Much has been made of UnitedHealthcare’s use of artificial intelligence (AI) to deny claims, despite allegations that the software has a 90 percent error rate. A lawsuit had been filed a year before Thompson’s death to that effect, and the story resurfaced after the shooting. Maher points to a broader phenomenon: Well before the AI hype bubbled over recently, it became nearly impossible to speak to a human when searching for help—whether it’s your insurance company or your phone company, you’re probably talking to a recording.
The usual response, American style, might have been to shoot up a call center. But the successful precision targeting of a CEO seems to have struck a chord because, well, it worked. When, over and over again, protesters have taken to the streets, signed petitions, blocked traffic, demanded change, and been told that the only option is to vote—only to be given the slimmest of options at the ballot box—it is no wonder that people despair. As scholar Dan Berger joked on X (which is owned by Trump’s billionaire buddy Elon Musk), paraphrasing John F. Kennedy, “Those who make Bernie Sanders impossible will make Luigi Mangione inevitable.”

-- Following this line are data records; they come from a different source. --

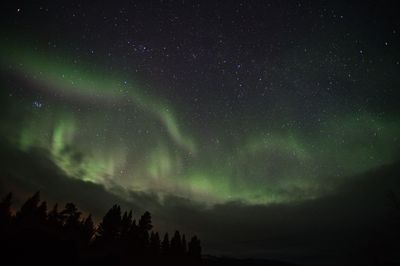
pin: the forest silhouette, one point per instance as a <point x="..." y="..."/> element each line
<point x="35" y="235"/>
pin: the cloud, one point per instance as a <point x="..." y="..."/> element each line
<point x="340" y="225"/>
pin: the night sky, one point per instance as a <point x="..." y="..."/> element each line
<point x="266" y="127"/>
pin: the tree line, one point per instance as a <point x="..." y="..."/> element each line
<point x="35" y="235"/>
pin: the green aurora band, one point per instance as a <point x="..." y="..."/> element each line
<point x="146" y="148"/>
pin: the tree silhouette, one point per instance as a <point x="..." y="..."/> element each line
<point x="34" y="233"/>
<point x="176" y="244"/>
<point x="155" y="243"/>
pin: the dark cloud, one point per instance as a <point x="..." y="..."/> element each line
<point x="350" y="222"/>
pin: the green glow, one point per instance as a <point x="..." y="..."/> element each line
<point x="147" y="150"/>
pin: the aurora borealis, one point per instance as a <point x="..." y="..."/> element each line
<point x="249" y="103"/>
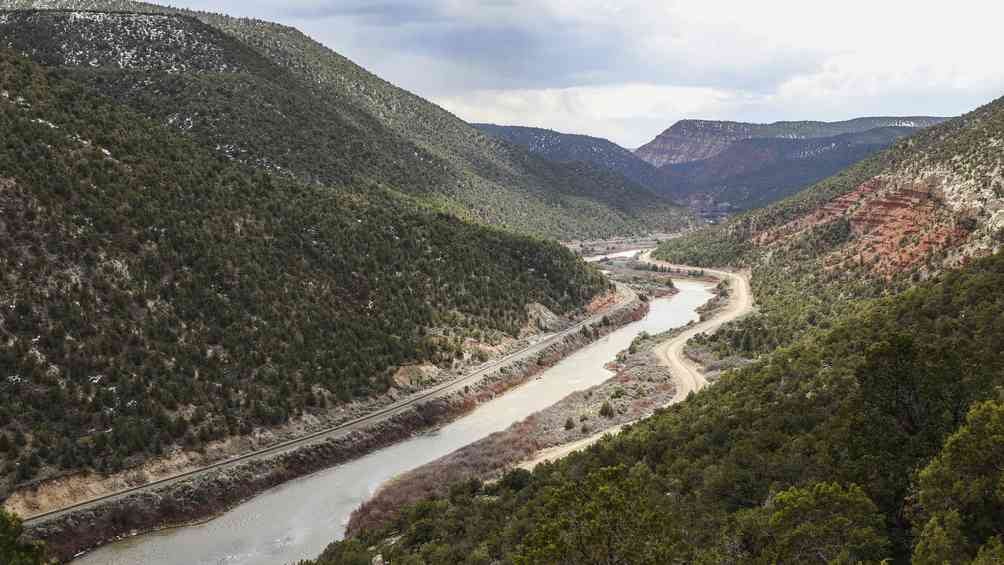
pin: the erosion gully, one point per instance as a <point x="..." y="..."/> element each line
<point x="297" y="520"/>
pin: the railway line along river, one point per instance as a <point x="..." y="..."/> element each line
<point x="298" y="519"/>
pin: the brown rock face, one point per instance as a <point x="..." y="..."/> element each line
<point x="698" y="139"/>
<point x="689" y="140"/>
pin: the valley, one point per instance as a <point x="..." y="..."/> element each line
<point x="364" y="296"/>
<point x="300" y="523"/>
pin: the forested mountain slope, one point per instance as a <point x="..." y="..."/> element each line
<point x="697" y="139"/>
<point x="569" y="148"/>
<point x="757" y="172"/>
<point x="879" y="438"/>
<point x="932" y="202"/>
<point x="156" y="293"/>
<point x="329" y="118"/>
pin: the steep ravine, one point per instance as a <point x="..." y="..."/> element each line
<point x="213" y="493"/>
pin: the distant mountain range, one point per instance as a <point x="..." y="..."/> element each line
<point x="567" y="148"/>
<point x="718" y="168"/>
<point x="268" y="95"/>
<point x="696" y="139"/>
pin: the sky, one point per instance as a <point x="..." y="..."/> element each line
<point x="628" y="70"/>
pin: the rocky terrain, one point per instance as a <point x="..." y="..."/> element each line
<point x="756" y="172"/>
<point x="277" y="99"/>
<point x="640" y="385"/>
<point x="698" y="139"/>
<point x="211" y="494"/>
<point x="569" y="148"/>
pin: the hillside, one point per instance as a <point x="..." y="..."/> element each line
<point x="931" y="202"/>
<point x="269" y="95"/>
<point x="865" y="426"/>
<point x="156" y="293"/>
<point x="879" y="438"/>
<point x="756" y="172"/>
<point x="697" y="139"/>
<point x="568" y="148"/>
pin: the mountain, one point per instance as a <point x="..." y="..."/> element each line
<point x="569" y="148"/>
<point x="158" y="293"/>
<point x="756" y="172"/>
<point x="697" y="139"/>
<point x="865" y="424"/>
<point x="267" y="94"/>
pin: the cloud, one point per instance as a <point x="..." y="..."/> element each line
<point x="628" y="69"/>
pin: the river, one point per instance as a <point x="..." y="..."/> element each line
<point x="297" y="520"/>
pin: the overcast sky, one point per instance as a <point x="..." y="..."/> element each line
<point x="626" y="70"/>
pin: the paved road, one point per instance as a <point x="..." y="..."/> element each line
<point x="624" y="296"/>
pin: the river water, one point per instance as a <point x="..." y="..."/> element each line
<point x="618" y="255"/>
<point x="297" y="520"/>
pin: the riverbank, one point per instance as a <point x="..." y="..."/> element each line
<point x="647" y="377"/>
<point x="195" y="499"/>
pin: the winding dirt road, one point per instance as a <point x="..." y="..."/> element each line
<point x="687" y="374"/>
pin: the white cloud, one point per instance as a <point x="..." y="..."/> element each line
<point x="628" y="69"/>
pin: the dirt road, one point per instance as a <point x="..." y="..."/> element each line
<point x="686" y="373"/>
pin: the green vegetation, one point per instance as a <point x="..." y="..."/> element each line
<point x="960" y="501"/>
<point x="807" y="456"/>
<point x="268" y="95"/>
<point x="13" y="549"/>
<point x="570" y="148"/>
<point x="797" y="291"/>
<point x="755" y="173"/>
<point x="155" y="293"/>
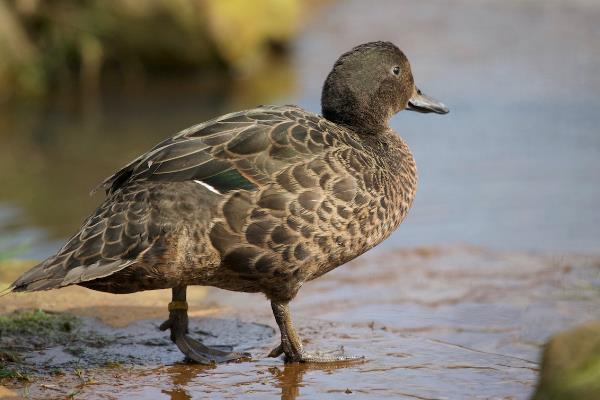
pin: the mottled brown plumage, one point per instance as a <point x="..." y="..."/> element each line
<point x="260" y="200"/>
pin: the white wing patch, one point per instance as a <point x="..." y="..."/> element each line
<point x="206" y="185"/>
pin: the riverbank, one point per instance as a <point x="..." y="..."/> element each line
<point x="433" y="322"/>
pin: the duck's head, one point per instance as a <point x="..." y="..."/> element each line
<point x="371" y="83"/>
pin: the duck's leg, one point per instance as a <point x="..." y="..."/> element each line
<point x="291" y="345"/>
<point x="193" y="349"/>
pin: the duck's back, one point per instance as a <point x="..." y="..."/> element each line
<point x="274" y="196"/>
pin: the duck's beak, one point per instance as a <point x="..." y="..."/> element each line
<point x="425" y="104"/>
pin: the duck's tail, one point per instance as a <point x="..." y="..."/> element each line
<point x="110" y="240"/>
<point x="53" y="274"/>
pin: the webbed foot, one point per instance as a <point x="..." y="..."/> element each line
<point x="193" y="349"/>
<point x="291" y="345"/>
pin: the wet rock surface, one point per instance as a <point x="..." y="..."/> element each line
<point x="434" y="323"/>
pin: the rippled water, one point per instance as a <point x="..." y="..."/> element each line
<point x="515" y="165"/>
<point x="434" y="323"/>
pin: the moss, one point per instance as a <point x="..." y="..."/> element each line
<point x="571" y="366"/>
<point x="38" y="323"/>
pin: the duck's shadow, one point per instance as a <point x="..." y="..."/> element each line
<point x="287" y="378"/>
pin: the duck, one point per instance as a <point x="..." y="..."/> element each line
<point x="257" y="201"/>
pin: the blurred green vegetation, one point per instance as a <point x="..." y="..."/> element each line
<point x="50" y="44"/>
<point x="571" y="365"/>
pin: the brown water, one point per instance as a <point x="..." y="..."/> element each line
<point x="434" y="323"/>
<point x="514" y="166"/>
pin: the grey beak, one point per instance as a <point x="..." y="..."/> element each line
<point x="425" y="104"/>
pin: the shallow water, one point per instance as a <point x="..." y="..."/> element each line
<point x="434" y="323"/>
<point x="515" y="165"/>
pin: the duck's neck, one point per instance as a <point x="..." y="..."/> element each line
<point x="340" y="105"/>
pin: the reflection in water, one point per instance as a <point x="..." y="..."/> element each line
<point x="289" y="376"/>
<point x="181" y="375"/>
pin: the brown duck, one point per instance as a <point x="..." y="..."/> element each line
<point x="260" y="200"/>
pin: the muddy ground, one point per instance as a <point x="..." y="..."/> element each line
<point x="434" y="323"/>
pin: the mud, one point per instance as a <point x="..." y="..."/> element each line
<point x="434" y="323"/>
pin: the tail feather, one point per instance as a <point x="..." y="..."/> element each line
<point x="46" y="277"/>
<point x="110" y="240"/>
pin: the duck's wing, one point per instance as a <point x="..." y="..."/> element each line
<point x="242" y="150"/>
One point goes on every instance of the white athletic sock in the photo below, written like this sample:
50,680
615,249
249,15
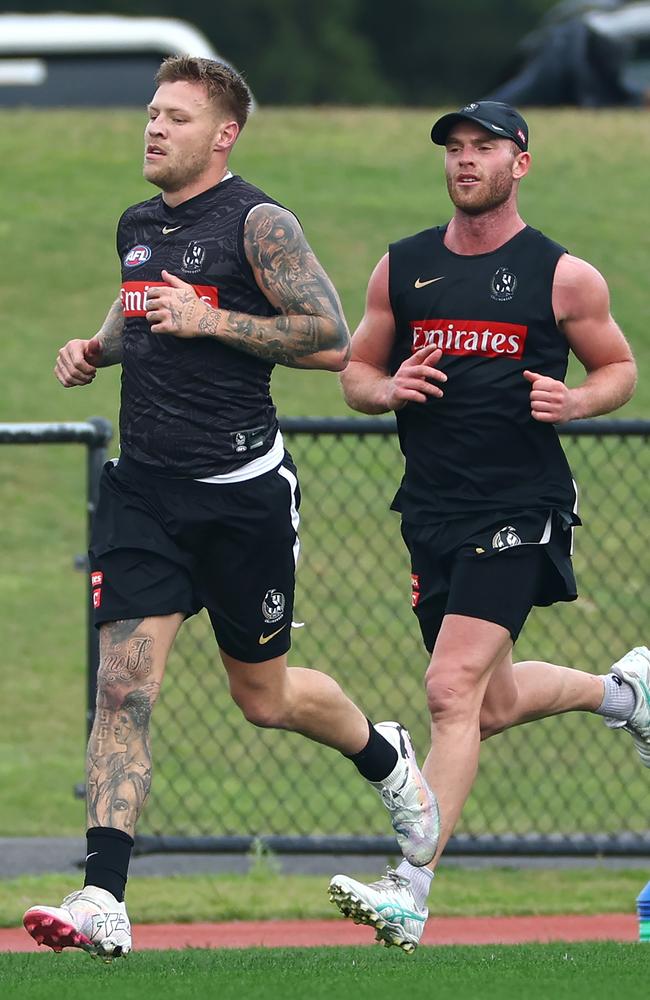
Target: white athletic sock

Or, as Maher says, “They tell us political violence is unacceptable, but it’s all the state does all day long.”
We’ve been shown, if not told, over and over again that the way to access power in the United States is to get yourself a gun. “A guy took a gun and shot a health insurance CEO” is the most American sentence I’ve ever written. And yet, as noted above, the graffiti and videos and celebrations come from around the world. There is something about the reversal of power in that particular moment that has resonated, which is why, following Hobsbawm, Mayor Adams showed up for the perp walk with a ludicrously overwhelming show of force.
The 1890s saw anarchist assassinations in many countries, Bray notes, and in Spain and France, some of those assassins were wildly popular. In Barcelona, he says, “vendors started selling lithograph portraits of the anarchist martyrs.” Police were stationed by their graves after their executions, because there was concern people would try to dig up bones for relics. Berkman didn’t succeed, but Leon Czolgosz, who was less of a committed radical, managed to assassinate President William McKinley, after having heard Emma Goldman speak, and probably more importantly, having been blacklisted for taking part in a strike.
So what happens next? Will we see more attempts on the lives of CEOs? School shootings, after all, didn’t immediately proliferate but have increased steadily in the years after Columbine until 2024, when there were 971 of them, including 112 that resulted in injury or death. The attempted shooting of Donald Trump has all but disappeared from the news, and the man arrested outside of one of Trump’s golf courses and charged with attempted assassination in a second incident has gotten only a fraction of the coverage lavished on Mangione. Political assassinations don’t happen in a vacuum; whether they capture the public’s imagination or ire depends upon conditions already in place, Maher notes. Trump is loved and hated in near equal measure; there is no such love for insurance company CEOs.
What should be impossible to deny now, though I have no doubt that mainstream politicians and pundits will continue to deny it, is that there is a deep well of anger and pain in the United States, and across the world, and a good number of those angry and hurting people know quite well who is causing their pain. They know who has the money and the power, and each overdramatic perp walk and overblown set of charges for Mangione—again, who is innocent until proven guilty according to the stated logic of the U.S. criminal legal system—reminds us of that fact.
Yet, as Maher notes, political change begins with “sparks, glints of light in everyday common sense, that spread unpredictably, in this case transnationally, incredibly quickly. And that’s when things begin to change.” The challenge is to turn those sparks into something that overturns a death-making system.